Sending an invoice is the part of freelancing that should take the least amount of time. Whether you’re using email, a shared link, or a dedicated invoicing tool, you have solid free options that won’t slow you down.
Method 1: PDF via email
The most common approach: create your invoice in Google Docs, Word, or an online generator, export it as a PDF, and email it as an attachment with a short message.
Keep the email brief: “Hi [Name], please find the invoice for [project] attached. Total due: $X by [date]. Let me know if you have any questions.”
This works for virtually any client. The downside is you have no visibility — you don’t know if the email went to spam, if they opened the PDF, or if they forwarded it to their accounts payable team.
Method 2: Shared link (Google Drive, Dropbox)
Upload your PDF to Google Drive or Dropbox and share a view-only link. This is marginally better than an attachment — you can see that the file was accessed in Drive analytics — but it’s still not a native invoice experience.
It works best when clients prefer not to deal with attachments or when the PDF is too large to email comfortably (rare for invoices, but possible with embedded images).

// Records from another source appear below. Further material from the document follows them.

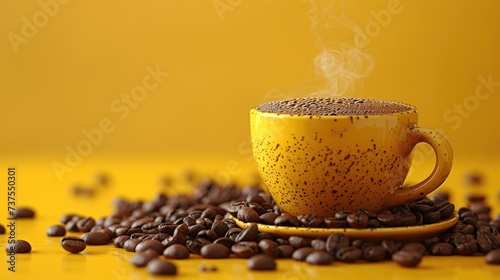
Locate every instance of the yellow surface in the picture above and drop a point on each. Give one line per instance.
(69, 71)
(138, 177)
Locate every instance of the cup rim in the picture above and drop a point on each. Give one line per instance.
(410, 108)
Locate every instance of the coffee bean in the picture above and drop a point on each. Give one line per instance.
(349, 254)
(319, 257)
(287, 220)
(406, 258)
(358, 220)
(143, 258)
(56, 230)
(154, 245)
(493, 257)
(261, 262)
(302, 253)
(176, 251)
(245, 249)
(95, 238)
(161, 267)
(336, 241)
(299, 242)
(269, 247)
(248, 234)
(247, 215)
(120, 241)
(214, 251)
(285, 251)
(85, 224)
(442, 249)
(374, 253)
(73, 244)
(19, 247)
(24, 213)
(130, 244)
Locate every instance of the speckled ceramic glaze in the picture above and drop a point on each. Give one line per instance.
(313, 164)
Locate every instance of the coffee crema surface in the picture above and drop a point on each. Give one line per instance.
(333, 106)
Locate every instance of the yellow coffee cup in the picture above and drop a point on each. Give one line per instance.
(321, 155)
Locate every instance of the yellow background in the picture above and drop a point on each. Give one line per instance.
(63, 74)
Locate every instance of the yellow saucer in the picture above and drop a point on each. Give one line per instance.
(405, 234)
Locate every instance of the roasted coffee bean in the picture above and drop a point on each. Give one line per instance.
(194, 246)
(318, 244)
(299, 242)
(85, 224)
(319, 257)
(406, 258)
(287, 220)
(310, 220)
(248, 215)
(268, 218)
(486, 241)
(56, 230)
(130, 244)
(150, 244)
(73, 244)
(261, 262)
(269, 247)
(245, 249)
(374, 253)
(220, 228)
(466, 244)
(24, 213)
(215, 251)
(493, 257)
(143, 258)
(208, 234)
(391, 246)
(19, 247)
(432, 217)
(336, 241)
(332, 222)
(95, 238)
(387, 218)
(248, 234)
(416, 247)
(358, 220)
(349, 254)
(120, 241)
(302, 253)
(161, 267)
(285, 251)
(176, 251)
(442, 249)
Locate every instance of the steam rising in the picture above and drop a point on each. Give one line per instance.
(341, 64)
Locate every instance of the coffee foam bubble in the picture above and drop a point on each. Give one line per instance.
(333, 106)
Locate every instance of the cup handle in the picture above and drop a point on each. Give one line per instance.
(442, 168)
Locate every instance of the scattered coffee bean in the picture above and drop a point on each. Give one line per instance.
(24, 213)
(176, 251)
(214, 251)
(319, 257)
(261, 262)
(161, 267)
(56, 230)
(73, 244)
(19, 247)
(406, 258)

Method 3: Free invoicing tool with link delivery
This is the most useful free option for working freelancers. Tools like Waco let you create an invoice and send it as a branded link. When your client opens the link, you get a notification. They can view the invoice in their browser, download a PDF, or pay directly if you’ve connected a payment method.
The whole process — creating the invoice, sending it, and tracking the open — is included in the free plan. No credit card required to get started.
Knowing when a client opens your invoice changes how you follow up. Instead of guessing, you send your reminder only after you see they’ve viewed it — or escalate if they haven’t.
What to write in your invoice email
Whether you’re attaching a PDF or sharing a link, the email itself matters. A professional, short message builds confidence:
- Subject line: “Invoice #[number] — [Project Name]”
- Body: Thank them for the work, state the total and due date, and invite questions
- Sign off with your name and contact info
Avoid overly casual language on invoice emails even with friendly clients. It signals that payment is a business transaction, not an afterthought.
Tracking payment after you send
The gap between sending an invoice and receiving payment is where freelancers lose time. With a PDF-only workflow, you’re checking your bank account manually. With Waco’s free plan, you can see invoice status — viewed, not opened, overdue — at a glance and send a reminder with one click when a due date passes.